Nobody wants Annapolis to fail. But it was prematurely arranged, hereby enhancing the danger of longer-term failure. The sequence is wrong. The Palestinians should have had to build up a civil administration and an effective and reliable security force first.

If you doubt this, just think that the Israelis and the Palestinians have met for the past three months trying to compose just a simple agreement on the basic principles of their relationship, but they were unable to do that. Who can realistically expect them to negotiate a final settlement over the next year when all the pressures of the public spotlight will exaggerate every minor disagreement?

In fact, the United States organized this meeting without an agenda and without knowing who was going to come. American officials then announced it in a manner that gave all the Arab countries the sense that by attending they were doing the United States a favor and exacting a price. What we needed to do was find out whether the Arabs would support an honest peace process and not just treat every meeting as a chance to force more Israeli concessions.

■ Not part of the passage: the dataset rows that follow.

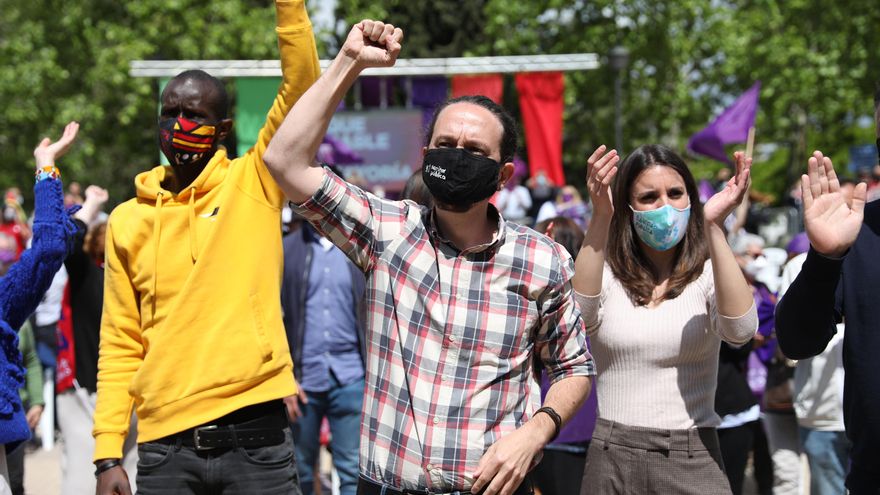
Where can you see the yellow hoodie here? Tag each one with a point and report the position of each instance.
(191, 328)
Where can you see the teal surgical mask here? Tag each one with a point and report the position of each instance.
(662, 228)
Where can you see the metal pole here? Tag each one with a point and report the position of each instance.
(618, 112)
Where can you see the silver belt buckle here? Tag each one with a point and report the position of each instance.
(196, 443)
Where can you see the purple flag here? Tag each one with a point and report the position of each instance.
(732, 126)
(332, 151)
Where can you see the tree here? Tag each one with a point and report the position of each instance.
(70, 61)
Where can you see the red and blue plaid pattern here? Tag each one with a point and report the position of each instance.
(451, 335)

Where is the contribution from the Arab world? The Arabs are drowning in extraordinary oil wealth. They could make a vast difference to the quality of life of the Palestinians. Instead, they have been reticent participants in the region of the world where the consequences of this seemingly never-ending struggle can only radicalize their own populations. That they haven't changed much is revealed by the facts that the Saudis rejected only the Israeli press at their Washington press conference and that none of the Arab countries would meet with Israeli Foreign Minister Tzipi Livni. The peace process seems to exist more in the minds of western diplomats than it does among the Arabs in the Middle East.

It has led the administration to pressure Israel to accept the process in large and small ways that are different from the relationship of previous administrations to Israel, undermining Israel's confidence because it knows that ultimately, a process becomes substance. As for the gains, there is a benefit in uniting the pro-western Sunni camp and bringing a number of Arab countries to the meeting at Annapolis, if only to demonstrate some kind of unity in the continuing struggle against radical Islam and Shiite Tehran.

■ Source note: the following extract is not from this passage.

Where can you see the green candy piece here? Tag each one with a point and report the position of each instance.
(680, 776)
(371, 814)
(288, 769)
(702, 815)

It is not enough to say it is always good to talk. That is not so if the talks do not succeed, for failure can make things worse. What happens on the ground is what counts. At Annapolis, each leader spoke to his own audience. Stagecraft is not statecraft.

The president was right when he stated that if it were easy, it would have happened a long time ago. But given the fact that these negotiations involve existential issues for the State of Israel and deal with the deepest issues of identity for the Arab world, they have to be planned much more carefully.

Words like leadership and vision and progress are illusions without planning. When the issues involved go to the very existence of these two peoples, progress will come only from the most competent and careful analysis of what is possible and how to accomplish it. Hope is not enough. Hope, as Francis Bacon remarked, is a good breakfast but a poor supper.